Die Kühle der Nacht wich schnell einer trockenen Hitze. Kein Wölkchen trübte den Himmel. Im Auto wurde es auch heiß, die meiste Zeit öffneten wir die Fenster einen Spalt zur Abkühlung. Nur bei Gegenverkehr schlossen wir sie hastig, damit wir keine Breitseite Staub abbekamen.

Verbleibende Baobabs auf gerodeten Waldflächen
Verbleibende Baobabs auf gerodeten Waldflächen

In der ersten Stunde fuhren wir über eine sandige, wellblechartige und holperige Piste, die Nationalstraße Nummer 8. Wir durchquerten offenes Gelände. Einige Mütter des Waldes, die Baobabs, standen vereinzelt im Buschland. Ein trauriges Bild, wenn man sich vorstellt, das alle Flächen ursprünglich bewaldet gewesen waren. Die ursprüngliche Vegetation war gerodet und abgebrannt worden, um Weideland für die Zebus zu schaffen.

Mit der Autofähre nach Belo

Von Tsimafana nahmen wir die Fähre nach Belo-sur-Tsiribihina, da es keine Brücke über den breiten Fluss Tsiribihina gab. Die Autofähre in Madagaskar hatte wenig Ähnlichkeit mit den großen Wasserfahrzeugen, die wir beispielsweise vom Bodensee kennen. Die Piste führte direkt bis zum Flussufer, die letzten Meter eine steile Böschung hinunter. Die Fahrspuren endeten direkt im Wasser. Oben an der Böschung gab etwas Fläche, um ein paar Autos zu parken. Dort warteten wir auf die Fähre.

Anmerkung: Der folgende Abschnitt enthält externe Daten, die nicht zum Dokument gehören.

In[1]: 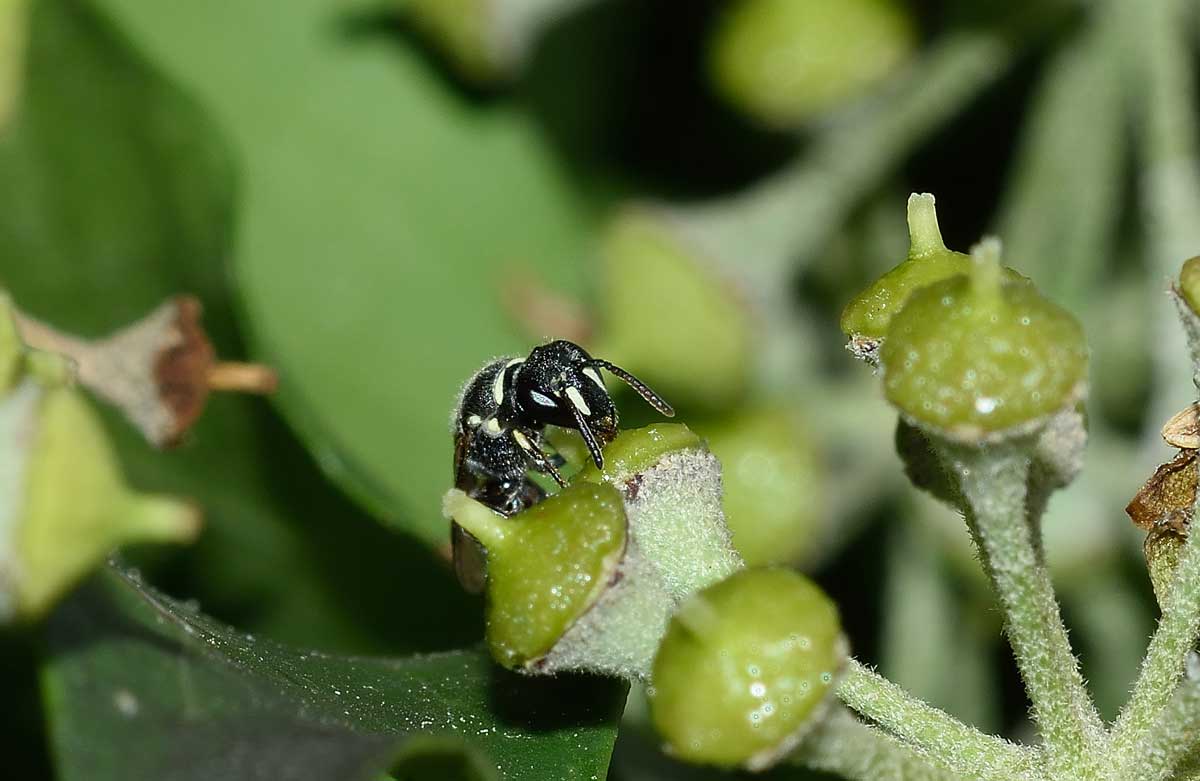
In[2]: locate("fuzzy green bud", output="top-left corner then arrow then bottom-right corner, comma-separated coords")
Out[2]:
1180,256 -> 1200,316
0,293 -> 199,620
446,423 -> 743,680
649,568 -> 845,770
594,210 -> 752,410
698,407 -> 823,567
840,195 -> 1027,360
709,0 -> 913,128
444,482 -> 627,671
880,239 -> 1088,441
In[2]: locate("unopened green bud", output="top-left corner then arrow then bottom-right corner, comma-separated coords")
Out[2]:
444,482 -> 627,671
446,423 -> 743,679
593,210 -> 752,410
709,0 -> 913,128
840,194 -> 1026,361
698,407 -> 823,567
880,239 -> 1087,441
4,383 -> 199,620
650,568 -> 846,770
1180,256 -> 1200,316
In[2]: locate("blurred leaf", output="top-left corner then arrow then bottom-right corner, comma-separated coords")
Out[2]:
993,0 -> 1127,312
0,0 -> 475,653
98,0 -> 596,547
43,565 -> 626,781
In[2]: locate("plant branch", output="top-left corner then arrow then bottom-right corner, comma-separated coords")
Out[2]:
792,706 -> 966,781
1111,523 -> 1200,765
1116,655 -> 1200,781
936,442 -> 1104,778
836,658 -> 1040,781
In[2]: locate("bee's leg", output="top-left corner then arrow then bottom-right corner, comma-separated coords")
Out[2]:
511,427 -> 568,487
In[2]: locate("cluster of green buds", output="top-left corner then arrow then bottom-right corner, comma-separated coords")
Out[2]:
443,422 -> 846,770
0,293 -> 199,621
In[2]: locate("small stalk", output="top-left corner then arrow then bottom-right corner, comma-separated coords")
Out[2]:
1116,657 -> 1200,781
935,442 -> 1104,778
1110,524 -> 1200,767
792,706 -> 965,781
836,659 -> 1040,781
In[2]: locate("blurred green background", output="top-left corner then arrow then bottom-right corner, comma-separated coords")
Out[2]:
1,0 -> 1198,778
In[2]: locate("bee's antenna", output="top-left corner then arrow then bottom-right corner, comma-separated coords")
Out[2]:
589,360 -> 675,417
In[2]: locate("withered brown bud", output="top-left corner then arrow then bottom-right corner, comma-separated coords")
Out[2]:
1126,450 -> 1196,536
1162,402 -> 1200,450
15,296 -> 276,447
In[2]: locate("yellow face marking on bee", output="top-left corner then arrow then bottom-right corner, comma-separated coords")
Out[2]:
466,414 -> 482,427
484,417 -> 502,435
512,430 -> 533,451
565,385 -> 591,416
583,367 -> 605,390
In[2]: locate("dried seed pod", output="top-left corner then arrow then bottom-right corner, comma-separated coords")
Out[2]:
1162,402 -> 1200,450
1126,450 -> 1197,536
15,296 -> 276,447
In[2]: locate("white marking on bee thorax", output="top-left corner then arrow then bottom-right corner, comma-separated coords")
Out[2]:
583,367 -> 605,390
492,358 -> 525,405
512,430 -> 533,451
484,417 -> 503,435
565,385 -> 592,415
466,414 -> 483,427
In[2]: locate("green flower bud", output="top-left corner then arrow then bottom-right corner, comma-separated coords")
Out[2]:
577,423 -> 743,602
698,407 -> 823,567
4,382 -> 199,620
709,0 -> 913,128
880,239 -> 1087,441
840,194 -> 1026,361
1179,256 -> 1200,316
444,482 -> 627,671
593,209 -> 752,410
0,292 -> 198,620
650,568 -> 846,770
446,423 -> 743,679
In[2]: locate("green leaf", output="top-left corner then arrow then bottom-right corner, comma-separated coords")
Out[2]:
97,0 -> 596,547
43,565 -> 627,781
0,0 -> 475,653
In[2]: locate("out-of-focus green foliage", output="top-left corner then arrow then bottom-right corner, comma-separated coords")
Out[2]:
43,564 -> 626,781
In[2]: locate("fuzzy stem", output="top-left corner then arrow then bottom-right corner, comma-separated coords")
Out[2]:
1117,657 -> 1200,781
836,658 -> 1040,780
792,706 -> 965,781
1110,524 -> 1200,767
935,442 -> 1104,777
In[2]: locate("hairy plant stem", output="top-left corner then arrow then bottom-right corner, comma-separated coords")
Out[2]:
1111,525 -> 1200,768
793,706 -> 966,781
836,658 -> 1040,781
934,441 -> 1104,779
1116,655 -> 1200,781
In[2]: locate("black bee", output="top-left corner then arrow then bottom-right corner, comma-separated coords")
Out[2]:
451,339 -> 674,590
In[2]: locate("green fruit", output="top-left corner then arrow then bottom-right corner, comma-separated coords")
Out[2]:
710,0 -> 913,127
594,210 -> 751,410
576,422 -> 703,485
443,482 -> 627,670
650,568 -> 844,770
880,239 -> 1088,439
1180,256 -> 1200,315
700,408 -> 822,566
840,194 -> 1026,341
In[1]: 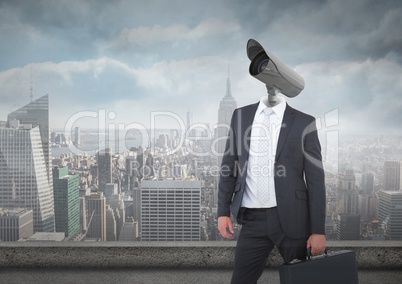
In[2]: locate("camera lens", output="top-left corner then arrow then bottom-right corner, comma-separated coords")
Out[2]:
258,59 -> 269,73
250,52 -> 269,75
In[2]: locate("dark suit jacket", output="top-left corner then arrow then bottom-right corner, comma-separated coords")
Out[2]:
218,102 -> 326,239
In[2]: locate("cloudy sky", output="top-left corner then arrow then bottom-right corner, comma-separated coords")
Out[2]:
0,0 -> 401,136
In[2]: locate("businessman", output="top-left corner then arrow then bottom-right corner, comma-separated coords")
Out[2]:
217,95 -> 326,284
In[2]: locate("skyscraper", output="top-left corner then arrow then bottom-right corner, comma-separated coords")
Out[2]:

Aus 2 mach 1: Eine Autofähre auf dem Tsiribihina
Madagaskar-Katamaran: Eine Autofähre auf dem Fluss Tsiribihina

Die Fähre bestand aus zwei etwa 12 Meter langen Booten, die zu einem Gefährt verbunden worden waren. Die aus  Holzbohlen konstruierte Plattform bot Platz für 4-6 Geländewagen. Für den Antrieb sorgten zwei ehemalige Traktormotoren. Die Bootsführer und Helfer banden das Wasserfahrzeug mit zwei Seilen an Büschen am Ufer „fest“. Anschließend platzierten sie zwei Metallrampen, eine pro Reifen, zwischen Böschung und Ladefläche. Wenn verfügbar verbanden sie zwei Fähren vorübergehend zu einer, um auf der Plattform mehr Platz zum Rangieren zu schaffen.

Verladen als Balanceakt
Verladen als Balanceakt

Schlaglochfreie Zone

Die Autos fuhren nun nacheinander vorsichtig über die Rampen und rangierten in Millimeterarbeit auf der Ladefläche, bis die Kfz passgenau geparkt waren. Dabei gab die Besatzung lautstarke Anweisungen und die Männer legten Steine oder Holzklötze als Barrieren unter die Reifen, um Kollisionen mit anderen Fahrzeugen zu verhindern oder gar, dass die Wagen von der Plattform abkamen. Auch wenn es über eine Stunde dauerte, bis die Autos verladen waren, sah der Prozess geregelt und souverän aus. Dann wurden noch Waren verladen. Schließlich balancierten die Passagiere über die Rampen an Bord und suchten sich auch ein Plätzchen auf der Fähre.

Mit zwei vertäuten Fähren ist das Rangieren einfacher.
Mit zwei vertäuten Fähren ist das Rangieren einfacher.

Auch wir folgten Christian (unserem Fahrer) und unserem Geländewagen auf die schwimmende Holzplattform. Wir nahmen im Schatten eines Autos Platz und ließen die Landschaft, diesmal ganz ohne Schlaglöcher und Staub, an uns vorbeiziehen. Die Motoren knatterten laut, aber ein erfrischender Fahrtwind wehte und blies den schwarzen Dieselqualm fort. Die Fahrt dauerte gut eine halbe Stunde. Am Ufer wurden Zebus getränkt und Wäsche gewaschen und wir winkten den Leuten, die in kleinen Booten auf dem Fluss vorbeipaddelten. Auf der anderen Seite angekommen war das Entladen wesentlich einfacher, da es deutlich mehr Platz gab.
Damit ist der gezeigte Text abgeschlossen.